Detailed Description
The exemplary embodiments of the present invention will now be described with reference to the accompanying drawings, however, the present invention may be embodied in many different forms and is not limited to the embodiments described herein, which are provided for complete and complete disclosure of the present invention and to fully convey the scope of the present invention to those skilled in the art. The terminology used in the exemplary embodiments illustrated in the accompanying drawings is not intended to be limiting of the invention.
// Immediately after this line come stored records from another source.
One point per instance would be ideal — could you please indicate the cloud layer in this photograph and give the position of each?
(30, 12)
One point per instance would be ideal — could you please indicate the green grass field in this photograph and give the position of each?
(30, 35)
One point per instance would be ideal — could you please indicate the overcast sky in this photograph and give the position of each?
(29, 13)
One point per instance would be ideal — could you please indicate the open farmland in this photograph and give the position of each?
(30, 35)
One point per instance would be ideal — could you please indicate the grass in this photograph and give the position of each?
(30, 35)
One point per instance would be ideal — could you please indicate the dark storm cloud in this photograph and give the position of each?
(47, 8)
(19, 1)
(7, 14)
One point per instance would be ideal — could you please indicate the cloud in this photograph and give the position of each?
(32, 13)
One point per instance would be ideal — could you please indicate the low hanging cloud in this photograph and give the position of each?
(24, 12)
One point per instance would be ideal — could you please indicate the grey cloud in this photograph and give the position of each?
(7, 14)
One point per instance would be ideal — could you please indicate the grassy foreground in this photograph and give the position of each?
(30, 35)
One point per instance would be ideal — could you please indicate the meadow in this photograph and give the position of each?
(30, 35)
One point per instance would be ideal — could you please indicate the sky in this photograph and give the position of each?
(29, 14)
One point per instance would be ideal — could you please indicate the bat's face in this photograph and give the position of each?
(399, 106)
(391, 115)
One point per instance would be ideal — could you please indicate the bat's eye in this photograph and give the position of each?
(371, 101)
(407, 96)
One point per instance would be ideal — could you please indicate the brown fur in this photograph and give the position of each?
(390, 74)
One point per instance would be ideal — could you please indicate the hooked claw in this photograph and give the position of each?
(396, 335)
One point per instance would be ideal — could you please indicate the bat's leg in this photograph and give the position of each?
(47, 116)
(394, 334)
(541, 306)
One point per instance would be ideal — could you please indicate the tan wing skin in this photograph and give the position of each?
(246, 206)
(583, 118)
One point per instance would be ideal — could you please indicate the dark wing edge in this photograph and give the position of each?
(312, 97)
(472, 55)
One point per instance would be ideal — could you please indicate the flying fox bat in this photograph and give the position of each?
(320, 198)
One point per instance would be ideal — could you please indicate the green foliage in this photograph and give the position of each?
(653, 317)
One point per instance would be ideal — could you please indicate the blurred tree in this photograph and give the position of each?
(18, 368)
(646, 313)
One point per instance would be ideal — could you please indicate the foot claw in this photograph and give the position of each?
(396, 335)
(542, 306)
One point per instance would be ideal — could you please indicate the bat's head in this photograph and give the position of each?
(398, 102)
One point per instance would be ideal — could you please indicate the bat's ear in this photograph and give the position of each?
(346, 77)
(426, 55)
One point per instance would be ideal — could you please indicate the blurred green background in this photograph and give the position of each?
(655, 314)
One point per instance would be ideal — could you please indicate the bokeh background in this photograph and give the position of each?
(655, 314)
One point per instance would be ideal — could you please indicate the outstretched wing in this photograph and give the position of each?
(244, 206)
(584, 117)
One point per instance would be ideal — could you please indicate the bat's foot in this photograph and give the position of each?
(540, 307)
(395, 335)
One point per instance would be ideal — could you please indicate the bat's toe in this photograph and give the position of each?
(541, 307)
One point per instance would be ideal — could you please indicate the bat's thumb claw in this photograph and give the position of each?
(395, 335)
In the drawings, the same units/elements are denoted by the same reference numerals.
Unless otherwise defined, terms (including technical and scientific terms) used herein have the same meaning as commonly understood by one of ordinary skill in the art to which this invention belongs. Further, it will be understood that terms, such as those defined in commonly used dictionaries, should be interpreted as having a meaning that is consistent with their meaning in the context of the relevant art and will not be interpreted in an idealized or overly formal sense.
FIG. 1 is a flow diagram of a method 100 for integrated weighing of equipment safeguards in accordance with an embodiment of the present invention. As shown in fig. 1, the comprehensive balancing method for the equipment protection scheme provided by the embodiment of the invention has the advantages that an evaluation index system is more comprehensive and effective, the equipment protection scheme can be evaluated on the whole, a plurality of protection schemes can be efficiently decided, the comprehensive balancing of the multiple protection schemes is realized, the optimal equipment protection scheme is determined, and the problems of overhigh subjectivity and lack of actual data support in evaluation can be avoided. The method 100 for comprehensively balancing equipment security schemes provided by the embodiment of the invention starts from step 101, determines the evaluation indexes in step 101, and acquires the evaluation index data of each evaluation index corresponding to each equipment security scheme.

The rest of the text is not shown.